A mãe do menino, Carla Regina Padoan, estava trabalhando, a uma quadra da residência, e o pai, Rosauro Santos Tavares, atendia na loja de assistência técnica da família, no andar térreo do imóvel incendiado.
Movido pela curiosidade, o pedreiro Anderson Rodrigues da Silva largou as ferramentas no chão, saiu da obra e caminhou cerca de cem metros para ver o incêndio que consumia uma casa de dois andares. De espectador, passou a protagonista ao perceber que por uma das janelas escapavam, misturados à fumaça escura, gritos de socorro de uma criança de sete anos, apavorada pelo calor que já beirava o insuportável.
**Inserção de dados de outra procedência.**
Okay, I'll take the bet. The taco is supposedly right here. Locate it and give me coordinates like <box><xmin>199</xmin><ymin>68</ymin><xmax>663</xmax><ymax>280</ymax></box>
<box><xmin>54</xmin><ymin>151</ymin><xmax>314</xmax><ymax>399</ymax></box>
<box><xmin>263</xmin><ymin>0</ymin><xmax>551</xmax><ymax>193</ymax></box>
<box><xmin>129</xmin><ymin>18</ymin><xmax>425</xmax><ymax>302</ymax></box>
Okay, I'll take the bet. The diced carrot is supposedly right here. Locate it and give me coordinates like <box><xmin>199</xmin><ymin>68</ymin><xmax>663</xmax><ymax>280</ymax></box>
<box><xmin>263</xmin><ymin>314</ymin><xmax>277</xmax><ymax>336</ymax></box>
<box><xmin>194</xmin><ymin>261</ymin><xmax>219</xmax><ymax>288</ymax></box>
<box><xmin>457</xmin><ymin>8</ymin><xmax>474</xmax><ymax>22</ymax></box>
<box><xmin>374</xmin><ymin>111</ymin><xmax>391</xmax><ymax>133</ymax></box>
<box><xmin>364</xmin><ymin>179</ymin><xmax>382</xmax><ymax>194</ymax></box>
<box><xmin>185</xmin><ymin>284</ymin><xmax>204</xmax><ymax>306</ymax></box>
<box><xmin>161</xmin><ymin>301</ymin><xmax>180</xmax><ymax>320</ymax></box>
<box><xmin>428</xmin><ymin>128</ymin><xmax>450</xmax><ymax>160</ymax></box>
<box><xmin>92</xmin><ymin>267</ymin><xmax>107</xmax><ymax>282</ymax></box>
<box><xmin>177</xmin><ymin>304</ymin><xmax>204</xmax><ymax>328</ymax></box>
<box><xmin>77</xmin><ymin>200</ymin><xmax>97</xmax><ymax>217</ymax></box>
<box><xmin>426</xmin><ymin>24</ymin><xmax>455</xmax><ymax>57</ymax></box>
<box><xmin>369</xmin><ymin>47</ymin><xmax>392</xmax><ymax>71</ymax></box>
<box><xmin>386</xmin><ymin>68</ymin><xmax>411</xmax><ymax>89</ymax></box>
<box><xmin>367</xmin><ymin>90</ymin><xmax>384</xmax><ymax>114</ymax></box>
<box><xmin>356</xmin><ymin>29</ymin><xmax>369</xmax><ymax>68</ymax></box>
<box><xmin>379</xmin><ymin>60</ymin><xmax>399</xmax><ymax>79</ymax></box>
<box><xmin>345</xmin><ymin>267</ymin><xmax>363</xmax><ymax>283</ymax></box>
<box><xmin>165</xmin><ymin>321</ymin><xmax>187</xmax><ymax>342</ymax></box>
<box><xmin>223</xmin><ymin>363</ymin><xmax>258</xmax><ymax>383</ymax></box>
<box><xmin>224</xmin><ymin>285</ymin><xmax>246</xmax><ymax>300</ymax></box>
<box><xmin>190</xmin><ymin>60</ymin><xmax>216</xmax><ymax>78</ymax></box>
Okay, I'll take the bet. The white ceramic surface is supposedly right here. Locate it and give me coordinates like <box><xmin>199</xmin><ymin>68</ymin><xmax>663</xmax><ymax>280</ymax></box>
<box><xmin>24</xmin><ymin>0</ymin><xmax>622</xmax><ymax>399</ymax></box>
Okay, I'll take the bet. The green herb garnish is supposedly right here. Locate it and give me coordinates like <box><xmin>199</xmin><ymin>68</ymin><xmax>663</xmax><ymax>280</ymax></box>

— Cheguei ali e fiquei só olhando, cansado do trabalho. Quando enxerguei o guri, não acreditei e fui cego na janela. Não calculei altura nem nada. Apoiei meu pé em alguma coisa e pulei _ relembra.
Quando alcançou as grades de proteção da janela, utilizou o peso de seu corpo para desprendê-la da parede. Os alertas de populares de que cairia de costas na calçada foram em vão. O pedreiro estava focado em salvar a criança, que reclamava das labaredas:
— Quando ele disse 'tio, eu tô queimando', não tive dúvidas que arrancaria aquelas grades.
Foi o que fez. Quando a estrutura de ferro despencou, Anderson agarrou Richard pela camiseta e o alcançou para pessoas que estavam na calçada. Antes de descer, ainda gritou para saber se havia mais pessoas na casa. Sem resposta, pulou de volta e desabou em lágrimas. Um dos motivos do choro foi a lembrança da filha de três anos.
Após o resgate, Richard foi levado para o Hospital Vida & Saúde, de onde obteve alta ontem, com queimadura em uma das orelhas. O menino reencontrou Anderson depois do incêndio na quarta-feira, quando deixou a casa de saúde por poucos minutos, mas logo retornou por medida de precaução. Agora, ele segue em repouso na casa de amigos da família.
Sem recomendação
O subcomandante-geral do Corpo de Bombeiros do Estado, coronel Evaldo Rodrigues de Oliveira Júnior, reconhece a coragem e solidariedade do pedreiro Anderson Rodrigues da Silva, mas não recomenda esse tipo de ação pelo risco de queda e de queimaduras. Ele diz que a corporação chegou ao local um minuto e meio após o chamado.
— Reconhecemos o mérito. Foi uma ação muito bacana, mas esse é um trabalho para o Corpo de Bombeiros, que tem equipamentos apropriados — argumentou.